Today, there are 28 of these megacities, each housing over 10 million inhabitants – a figure which is projected to rise to 41 by 2030. Tokyo leads with over 38 millions inhabitants, followed by Delhi, Shanghai and Mexico City. 90% of the world’s rural population live in India and China; if their development continues on their current trajectory, the 54% of humanity who currently dwell in cities could dramatically increase, doubling our urban consumption of energy, according to UN predictions.


As a fascinating article explores this month, urbanisation is not losing its powerful draw, despite the prediction of many of the world’s foremost experts. This includes modern oracle Norman Macrae who, alongside accurately predicting the collapse of the Soviet Union, the rise of Japan, the fallout of advanced healthcare, and the dawn (and exact trajectory) of personal computing when these ideas were still inconceivable, foretold the end of cities as we abandoned the daily commute for a technologically-connected rural idyll.


There are many good reasons to hope for this ‘re-ruralisation’: commuting is bad for our health, our wallet, our time and the environment. Cities are rammed, infrastructure is unsustainable, gentrification is entrenching inequality. A visionary – and necessary – future, some argue, involves a return to communities which provide sustainable care and living structures, with all the remote working possibilities of the digital age.


Yet trends are going backwards. Cities have become safer, cleaner: abundances of  aspiration, culture and consumerism. Many of the world’s biggest technology companies – among them IBM and Aetna – have recently banned remote working on the grounds of productivity; rather a blow, it could be said, to the products they’re pushing.

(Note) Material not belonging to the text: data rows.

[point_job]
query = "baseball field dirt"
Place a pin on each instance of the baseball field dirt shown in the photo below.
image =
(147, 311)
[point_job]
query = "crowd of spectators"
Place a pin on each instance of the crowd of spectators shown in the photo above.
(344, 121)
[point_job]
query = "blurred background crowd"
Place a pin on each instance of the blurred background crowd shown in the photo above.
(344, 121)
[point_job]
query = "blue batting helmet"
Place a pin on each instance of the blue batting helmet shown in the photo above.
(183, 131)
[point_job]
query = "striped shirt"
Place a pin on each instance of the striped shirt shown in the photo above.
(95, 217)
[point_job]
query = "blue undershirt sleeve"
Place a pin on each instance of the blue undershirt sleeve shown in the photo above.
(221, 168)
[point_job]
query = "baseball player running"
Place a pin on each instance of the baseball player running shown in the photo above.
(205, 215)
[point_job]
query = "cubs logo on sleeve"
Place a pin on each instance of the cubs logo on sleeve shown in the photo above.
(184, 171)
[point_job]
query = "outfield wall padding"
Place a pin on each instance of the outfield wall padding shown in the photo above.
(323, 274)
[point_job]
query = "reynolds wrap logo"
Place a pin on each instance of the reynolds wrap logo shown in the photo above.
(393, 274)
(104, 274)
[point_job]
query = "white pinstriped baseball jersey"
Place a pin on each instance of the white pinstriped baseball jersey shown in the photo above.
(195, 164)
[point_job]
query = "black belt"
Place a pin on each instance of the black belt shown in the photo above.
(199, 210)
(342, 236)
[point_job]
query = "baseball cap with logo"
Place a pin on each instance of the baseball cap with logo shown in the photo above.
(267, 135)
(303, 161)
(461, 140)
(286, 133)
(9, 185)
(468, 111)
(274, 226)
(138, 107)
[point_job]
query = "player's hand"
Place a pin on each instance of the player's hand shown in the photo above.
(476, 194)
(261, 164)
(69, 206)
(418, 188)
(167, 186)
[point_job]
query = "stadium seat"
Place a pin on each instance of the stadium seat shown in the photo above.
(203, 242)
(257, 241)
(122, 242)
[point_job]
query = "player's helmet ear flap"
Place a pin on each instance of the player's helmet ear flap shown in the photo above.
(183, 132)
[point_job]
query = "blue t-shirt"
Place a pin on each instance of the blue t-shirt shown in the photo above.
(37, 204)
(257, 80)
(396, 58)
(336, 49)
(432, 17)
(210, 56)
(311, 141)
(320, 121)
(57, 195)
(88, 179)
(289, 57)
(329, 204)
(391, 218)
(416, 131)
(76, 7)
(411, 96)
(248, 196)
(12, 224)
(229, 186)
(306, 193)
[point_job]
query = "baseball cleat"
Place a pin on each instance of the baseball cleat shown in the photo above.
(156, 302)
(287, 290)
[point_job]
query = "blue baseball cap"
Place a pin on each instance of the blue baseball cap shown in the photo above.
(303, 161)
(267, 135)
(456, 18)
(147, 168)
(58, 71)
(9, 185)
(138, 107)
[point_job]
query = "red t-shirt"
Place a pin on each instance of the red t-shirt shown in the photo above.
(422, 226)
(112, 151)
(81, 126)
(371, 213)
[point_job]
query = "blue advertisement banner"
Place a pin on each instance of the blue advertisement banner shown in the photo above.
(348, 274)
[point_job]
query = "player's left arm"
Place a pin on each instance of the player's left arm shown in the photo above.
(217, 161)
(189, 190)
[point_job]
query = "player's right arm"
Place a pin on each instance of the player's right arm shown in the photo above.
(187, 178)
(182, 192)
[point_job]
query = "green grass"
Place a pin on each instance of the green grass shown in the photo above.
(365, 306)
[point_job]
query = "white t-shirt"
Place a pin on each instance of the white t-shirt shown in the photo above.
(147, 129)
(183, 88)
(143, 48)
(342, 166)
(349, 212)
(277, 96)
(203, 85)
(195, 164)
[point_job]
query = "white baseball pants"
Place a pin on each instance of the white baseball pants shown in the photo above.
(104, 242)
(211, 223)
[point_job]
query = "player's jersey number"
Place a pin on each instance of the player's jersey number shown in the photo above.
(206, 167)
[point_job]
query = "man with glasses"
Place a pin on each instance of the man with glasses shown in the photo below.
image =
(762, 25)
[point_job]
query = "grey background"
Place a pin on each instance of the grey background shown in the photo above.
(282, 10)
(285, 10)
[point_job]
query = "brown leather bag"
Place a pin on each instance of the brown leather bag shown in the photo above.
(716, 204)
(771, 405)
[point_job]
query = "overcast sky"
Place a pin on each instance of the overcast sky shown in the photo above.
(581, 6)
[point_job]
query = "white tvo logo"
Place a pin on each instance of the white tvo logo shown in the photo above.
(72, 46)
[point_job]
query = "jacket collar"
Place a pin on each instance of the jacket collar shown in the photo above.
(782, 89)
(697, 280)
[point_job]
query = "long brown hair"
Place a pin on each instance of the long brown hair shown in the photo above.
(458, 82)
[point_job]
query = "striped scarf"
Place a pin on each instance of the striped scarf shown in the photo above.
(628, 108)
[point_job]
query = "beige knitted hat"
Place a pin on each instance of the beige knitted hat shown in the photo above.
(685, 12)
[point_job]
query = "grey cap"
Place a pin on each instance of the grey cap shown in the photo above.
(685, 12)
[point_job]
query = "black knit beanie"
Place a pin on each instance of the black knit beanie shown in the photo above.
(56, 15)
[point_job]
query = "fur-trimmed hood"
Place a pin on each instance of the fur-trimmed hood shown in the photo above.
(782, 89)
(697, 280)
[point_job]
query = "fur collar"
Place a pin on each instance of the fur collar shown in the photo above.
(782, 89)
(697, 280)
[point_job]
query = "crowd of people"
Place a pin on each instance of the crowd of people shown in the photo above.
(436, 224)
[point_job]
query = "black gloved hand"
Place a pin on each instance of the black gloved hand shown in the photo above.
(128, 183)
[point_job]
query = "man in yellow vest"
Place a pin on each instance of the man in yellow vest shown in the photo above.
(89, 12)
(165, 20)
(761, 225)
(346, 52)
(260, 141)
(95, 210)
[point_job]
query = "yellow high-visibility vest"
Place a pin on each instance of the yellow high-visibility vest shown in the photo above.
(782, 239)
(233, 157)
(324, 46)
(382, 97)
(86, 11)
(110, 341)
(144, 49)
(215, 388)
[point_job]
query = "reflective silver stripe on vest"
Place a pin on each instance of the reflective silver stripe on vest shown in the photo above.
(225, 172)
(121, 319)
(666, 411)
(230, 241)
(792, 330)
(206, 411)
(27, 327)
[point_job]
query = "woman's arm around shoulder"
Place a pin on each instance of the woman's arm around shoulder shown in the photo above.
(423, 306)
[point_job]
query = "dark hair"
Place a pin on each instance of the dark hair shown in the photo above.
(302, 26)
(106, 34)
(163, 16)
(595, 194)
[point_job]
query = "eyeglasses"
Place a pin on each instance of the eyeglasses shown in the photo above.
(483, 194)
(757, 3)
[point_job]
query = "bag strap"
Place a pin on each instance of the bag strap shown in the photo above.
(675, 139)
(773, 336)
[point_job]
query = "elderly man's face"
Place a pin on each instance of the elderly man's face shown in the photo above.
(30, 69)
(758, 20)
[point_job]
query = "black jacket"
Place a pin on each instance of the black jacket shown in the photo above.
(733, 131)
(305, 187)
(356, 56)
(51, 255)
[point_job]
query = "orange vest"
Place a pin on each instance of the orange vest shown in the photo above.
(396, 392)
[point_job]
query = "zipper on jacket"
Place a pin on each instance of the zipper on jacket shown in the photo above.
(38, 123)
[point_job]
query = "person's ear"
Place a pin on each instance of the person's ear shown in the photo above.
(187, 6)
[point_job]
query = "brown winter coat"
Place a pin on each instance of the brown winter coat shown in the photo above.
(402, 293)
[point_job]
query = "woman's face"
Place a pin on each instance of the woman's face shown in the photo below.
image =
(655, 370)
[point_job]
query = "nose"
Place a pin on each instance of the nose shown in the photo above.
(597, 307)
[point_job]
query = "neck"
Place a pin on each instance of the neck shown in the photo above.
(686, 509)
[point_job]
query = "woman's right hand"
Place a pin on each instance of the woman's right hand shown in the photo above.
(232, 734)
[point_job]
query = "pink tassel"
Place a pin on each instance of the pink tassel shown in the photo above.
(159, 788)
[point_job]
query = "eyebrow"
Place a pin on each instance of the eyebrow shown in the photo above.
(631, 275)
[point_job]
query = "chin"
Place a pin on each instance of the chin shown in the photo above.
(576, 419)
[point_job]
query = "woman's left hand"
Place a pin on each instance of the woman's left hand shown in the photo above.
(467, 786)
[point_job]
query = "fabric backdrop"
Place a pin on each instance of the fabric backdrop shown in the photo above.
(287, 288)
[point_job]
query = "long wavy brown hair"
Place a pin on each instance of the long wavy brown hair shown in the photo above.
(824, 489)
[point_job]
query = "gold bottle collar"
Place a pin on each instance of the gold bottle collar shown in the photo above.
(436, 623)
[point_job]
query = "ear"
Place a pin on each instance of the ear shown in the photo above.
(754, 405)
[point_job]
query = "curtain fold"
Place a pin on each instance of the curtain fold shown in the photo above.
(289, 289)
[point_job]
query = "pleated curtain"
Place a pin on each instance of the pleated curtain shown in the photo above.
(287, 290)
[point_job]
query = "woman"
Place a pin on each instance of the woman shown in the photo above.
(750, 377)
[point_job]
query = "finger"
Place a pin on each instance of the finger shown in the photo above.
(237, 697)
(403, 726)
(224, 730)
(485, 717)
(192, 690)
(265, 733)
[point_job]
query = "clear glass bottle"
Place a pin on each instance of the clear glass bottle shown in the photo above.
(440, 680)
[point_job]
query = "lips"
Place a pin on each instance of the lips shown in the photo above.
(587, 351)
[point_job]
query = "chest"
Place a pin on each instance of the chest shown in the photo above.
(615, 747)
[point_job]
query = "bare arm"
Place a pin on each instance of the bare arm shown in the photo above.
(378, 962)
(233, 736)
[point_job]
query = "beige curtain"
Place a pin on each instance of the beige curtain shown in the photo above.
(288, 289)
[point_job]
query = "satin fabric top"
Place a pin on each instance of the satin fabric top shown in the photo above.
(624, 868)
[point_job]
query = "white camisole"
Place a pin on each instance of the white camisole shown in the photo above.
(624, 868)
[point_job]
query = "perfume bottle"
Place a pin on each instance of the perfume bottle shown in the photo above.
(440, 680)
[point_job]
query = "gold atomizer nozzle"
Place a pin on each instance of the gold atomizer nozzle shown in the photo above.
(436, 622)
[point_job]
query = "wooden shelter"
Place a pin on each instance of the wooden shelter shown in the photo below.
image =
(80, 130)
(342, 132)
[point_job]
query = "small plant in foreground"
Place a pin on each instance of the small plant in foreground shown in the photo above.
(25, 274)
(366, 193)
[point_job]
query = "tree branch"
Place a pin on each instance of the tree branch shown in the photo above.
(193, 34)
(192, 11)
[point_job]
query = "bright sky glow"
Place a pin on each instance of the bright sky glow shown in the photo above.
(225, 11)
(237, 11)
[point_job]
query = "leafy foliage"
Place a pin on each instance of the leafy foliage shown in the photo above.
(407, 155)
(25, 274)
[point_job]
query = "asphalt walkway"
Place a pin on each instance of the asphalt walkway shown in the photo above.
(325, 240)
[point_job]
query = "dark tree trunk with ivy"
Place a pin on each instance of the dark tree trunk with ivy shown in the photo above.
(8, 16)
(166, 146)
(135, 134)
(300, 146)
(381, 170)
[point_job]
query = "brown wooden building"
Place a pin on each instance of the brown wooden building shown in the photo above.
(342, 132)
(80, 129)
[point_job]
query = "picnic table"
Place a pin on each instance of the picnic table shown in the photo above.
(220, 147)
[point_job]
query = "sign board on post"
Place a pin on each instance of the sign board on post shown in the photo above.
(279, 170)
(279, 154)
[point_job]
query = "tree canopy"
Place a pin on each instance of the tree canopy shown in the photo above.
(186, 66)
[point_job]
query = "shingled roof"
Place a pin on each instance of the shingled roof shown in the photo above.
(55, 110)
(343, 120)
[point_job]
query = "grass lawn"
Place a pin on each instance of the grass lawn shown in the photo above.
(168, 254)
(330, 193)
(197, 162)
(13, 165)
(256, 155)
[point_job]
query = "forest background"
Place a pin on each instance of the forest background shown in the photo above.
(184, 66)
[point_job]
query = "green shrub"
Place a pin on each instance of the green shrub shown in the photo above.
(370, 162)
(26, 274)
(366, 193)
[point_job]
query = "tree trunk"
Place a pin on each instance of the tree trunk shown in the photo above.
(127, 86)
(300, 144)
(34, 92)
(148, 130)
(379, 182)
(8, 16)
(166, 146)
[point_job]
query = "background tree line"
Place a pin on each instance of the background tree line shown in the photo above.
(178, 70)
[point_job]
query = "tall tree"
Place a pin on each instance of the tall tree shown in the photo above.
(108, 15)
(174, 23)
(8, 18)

Unsurprisingly, perhaps, for many knowledge workers in today’s highly collaborative industries, the ability to produce good work depends on ‘social presence’ – the state of mind in which we experience people as physically present, whether they’re an avatar or not. Whether that’s for panopticon-like oversight, simple efficiency, or basic human need, it’s hard to say. Work is underway to create avatars that sufficiently crack the whip or hold the hand. But when it comes to the virtual office and our rural future, we’ll have to hold out a little longer.